Pembalap Italia itu menyaksikan kecelakaan besar Alex Marquez saat start balapan pertama sebelum terlibat langsung dalam insiden yang menghentikan balapan untuk kedua kalinya.
Saat restart, Johann Zarco menabrak bagian belakang motor Bagnaia dan Luca Marini di Tikungan 1, menyebabkan ketiga pembalap itu terlempar ke area kerikil.
Kaki kiri Zarco tersangkut di roda belakang Ducati milik Bagnaia, dan Bagnaia serta Marini segera bergegas membantu Zarco di tempat kejadian.

Itu adalah hari yang sangat menegangkan,” kata Francesco Bagnaia kepada MotoGP.com. “Melihat apa yang terjadi pada Alex, saya hanya mengirimkan kekuatan dan pelukan untuknya dan keluarganya.
“Dan juga untuk Johann. Saya ada di sana, saya melihat apa yang terjadi. Saya melihat bahwa situasinya cukup kritis.
"Dan saya hanya berharap rasa sakitnya bisa berhenti lebih cepat, karena itu sangat menyakitkan untuk dilihat.”
Mantan juara MotoGP dua kali itu menjelaskan: “Saat saya mulai memasuki tikungan, saya merasakan benturan, tetapi saya pikir semuanya sudah berakhir.
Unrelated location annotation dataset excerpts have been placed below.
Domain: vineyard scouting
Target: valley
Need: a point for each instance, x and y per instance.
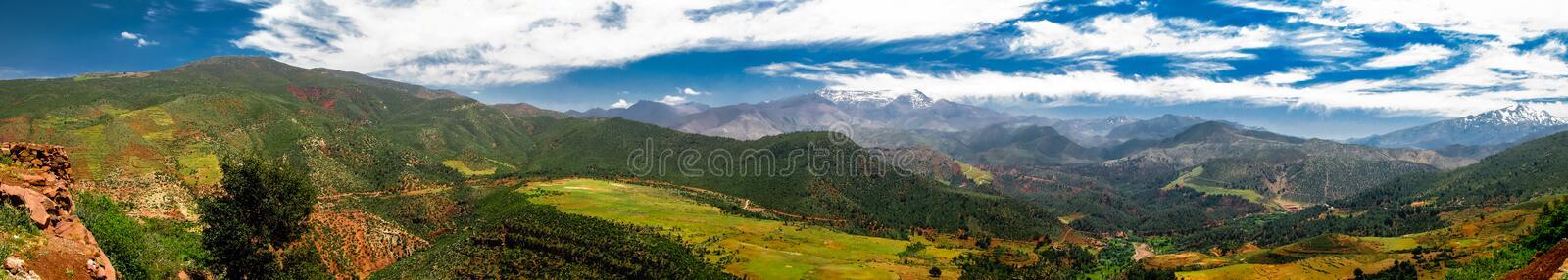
(404, 182)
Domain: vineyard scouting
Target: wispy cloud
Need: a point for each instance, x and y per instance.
(501, 42)
(673, 101)
(689, 91)
(1509, 21)
(1121, 34)
(1419, 96)
(619, 104)
(1411, 55)
(138, 39)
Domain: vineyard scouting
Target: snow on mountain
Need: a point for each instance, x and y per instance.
(1517, 115)
(1497, 127)
(875, 97)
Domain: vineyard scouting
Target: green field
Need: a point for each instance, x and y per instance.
(976, 174)
(760, 249)
(1191, 178)
(463, 167)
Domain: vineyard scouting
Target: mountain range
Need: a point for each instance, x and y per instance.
(1479, 133)
(425, 183)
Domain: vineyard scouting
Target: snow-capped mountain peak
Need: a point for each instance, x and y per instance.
(1517, 115)
(875, 97)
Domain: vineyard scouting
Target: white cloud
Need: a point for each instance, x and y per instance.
(1510, 21)
(141, 41)
(1411, 55)
(504, 41)
(621, 104)
(1294, 75)
(673, 101)
(1123, 34)
(1419, 96)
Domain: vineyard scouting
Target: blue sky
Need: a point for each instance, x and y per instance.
(1321, 68)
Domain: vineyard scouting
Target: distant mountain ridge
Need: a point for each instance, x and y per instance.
(1497, 127)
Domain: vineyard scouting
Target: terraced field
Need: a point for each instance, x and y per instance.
(757, 248)
(1192, 178)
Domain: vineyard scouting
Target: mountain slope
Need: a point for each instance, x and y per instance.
(658, 113)
(1215, 140)
(1505, 125)
(164, 133)
(525, 110)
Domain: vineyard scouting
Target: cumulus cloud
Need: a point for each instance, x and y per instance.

Kemudian saya mulai merasakan roda belakang berhenti.
“Saat saya sampai di area kerikil, benturannya cukup besar, tetapi saya tidak menyangka ada seseorang yang menempel di motor saya.
“Sangat berat ketika saya melihat Johann di sana, kami sedikit trauma [saat mencoba membantunya], saya dan Luca, tetapi saya hanya berharap dia bisa merasa baik-baik saja.”
Zarco kemudian didiagnosis mengalami kerusakan pada ligamen krusiatum anterior dan posterior serta 'robekan kecil pada tulang fibula di area pergelangan kaki'.

Bagnaia kemudian berbaris untuk start balapan ketiga dan terakhir, menggunakan motor cadangannya, ban bekas, dan menderita akibat benturan keras yang dialaminya sendiri.
“Saya merasa sakit dan sedikit mual,” kata Bagnaia setelah balapan. “Ketika Anda memulai balapan dengan motor lain, yang tidak saya gunakan sepanjang akhir pekan, dengan ban depan bekas dari kualifikasi dan ban belakang medium yang sudah dipanaskan sebelumnya… Sejujurnya, saya tidak mengharapkan banyak hal!
“Awalnya saya baik-baik saja dan, dengan kondisi fisik saya, saya berkata, oke, saya akan mengerahkan seluruh kemampuan saya.
“Namun setelah tiga lap, saya mulai merasakan sakit dan pusing saat mulai mengerem. Jadi agak aneh, perasaan saya di atas motor, saya hanya berusaha bertahan hingga lap terakhir.”

Bagnaia finis di posisi keempat, 4,3 detik di belakang pemenang balapan, Fabio di Giannantonio.
Namun, runner-up Joan Mir termasuk di antara mereka yang kemudian didiskualifikasi karena tekanan ban rendah, sehingga Bagnaia naik ke posisi ketiga.
“Tentu saja, dalam hal kejuaraan, finis di podium itu bagus, tetapi bukan seperti yang saya inginkan dan bukan seperti yang pantas saya dapatkan,” kata Bagnaia.
“Tentu saja, jika ada yang pantas mendapatkannya, itu adalah tim yang telah bekerja keras. Mereka memberi yang terbaik untuk mencapai hasil seperti ini secara konsisten dan saya tahu bahwa kami akan berhasil.
“It was a difficult weekend, but we finished with sixth place yesterday and third today, so keep working and the result will come.”